Final Flashcards
hyperparameter and examples
a parameter whose value is used to control the learning process
ex) batch size, number of epochs
parameter grid
specifies search space, combination of hyperparameters
probabilistic graphical models
graphical representations of probability distributions, variables depend on other variables
what are the benefits of graphical models?
learning dependencies, visualizing a probability model, graphical manipulations over latent variables, obtaining insights (like conditional independence)
conditional independence
2 events A and B are conditionally independent given a 3rd event C if the occurrence of A and the occurrence of B are independent events.
How many types of probabilistic graphical models are there and what are they?
2 types: Bayesian Networks, Markov Networks
What is the difference between Bayesian Networks and Markov Networks?
Bayesian Networks have directed graphs and Markov Networks have undirected graphs
Bayesian network
directed edges between nodes that describe conditional dependencies
ex) sprinkler, rain, grass wet
joint probability
Probability of 2 or more events happening at the same time. This uses product/chain rule
ex) Probability that a card drawn is red and 4
marginal probability
probability of an event irrespective of the outcome of another variable (unconditional probability). This is the probability of a single event and this uses the sum rule.
ex) Probability that a card drawn is red
conditional probability
probability of one event with some relationship to one of more events
ex) given that we drew a red card, what is the probability that the red card has a 4
Bayesian Networks
directed acyclic graph (graph having no cycles) and model dependencies between the variables of the data set. Vertices are variables and edges are conditional probability.
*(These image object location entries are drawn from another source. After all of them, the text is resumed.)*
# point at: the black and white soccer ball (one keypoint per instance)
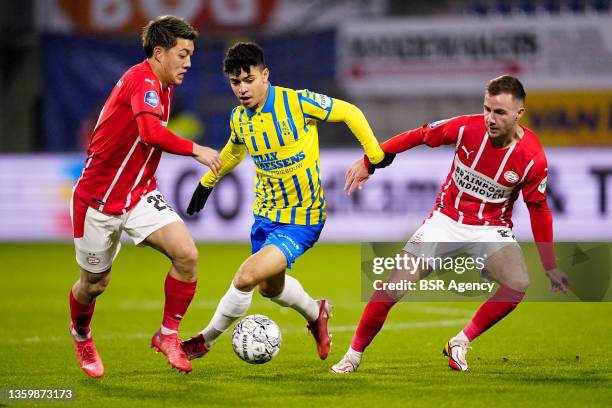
(256, 339)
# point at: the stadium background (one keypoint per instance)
(402, 63)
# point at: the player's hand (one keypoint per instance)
(558, 280)
(356, 177)
(208, 157)
(198, 199)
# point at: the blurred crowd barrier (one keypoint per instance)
(36, 192)
(401, 71)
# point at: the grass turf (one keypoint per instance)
(543, 354)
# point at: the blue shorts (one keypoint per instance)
(292, 239)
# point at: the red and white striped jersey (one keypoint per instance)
(120, 166)
(485, 181)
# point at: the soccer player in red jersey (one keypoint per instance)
(117, 190)
(495, 160)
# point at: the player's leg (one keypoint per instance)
(375, 314)
(264, 264)
(285, 290)
(96, 239)
(174, 241)
(507, 267)
(153, 222)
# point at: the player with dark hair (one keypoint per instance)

It allows us to capture variable dependencies within the data which we can’t capture with linear and logistics regression. Bayesian networks use Bayesian Inference.
Inference
Process of using a trained machine learning algorithm to make a prediction.
Posterior Probability
Probability of A (the hypothesis) to occur given event B (the evidence) already occured
Likelihood
Probability of B (the evidence) being true given that A is true
Prior
Probability of A (the hypothesis) being true
Evidence
Probability of B (the evidence) being true
Probability Density Function
Finds probability of outcomes of random variables
What are two ways to build a classifier?
1) Calculate posterior probabilities for a sample and assign it to a class that has the highest probability
2) create a discriminant function
What would you use for a continuous random variable?
gaussian naive bayes
What would you use for a categorical random variable?
categorical naive bayes
What would you use for a multinomial distribution?
multinomial naive bayes
What would you use for a binary random variable?
bernouli naive bayes
discriminant function
we don’t need to calculate evidence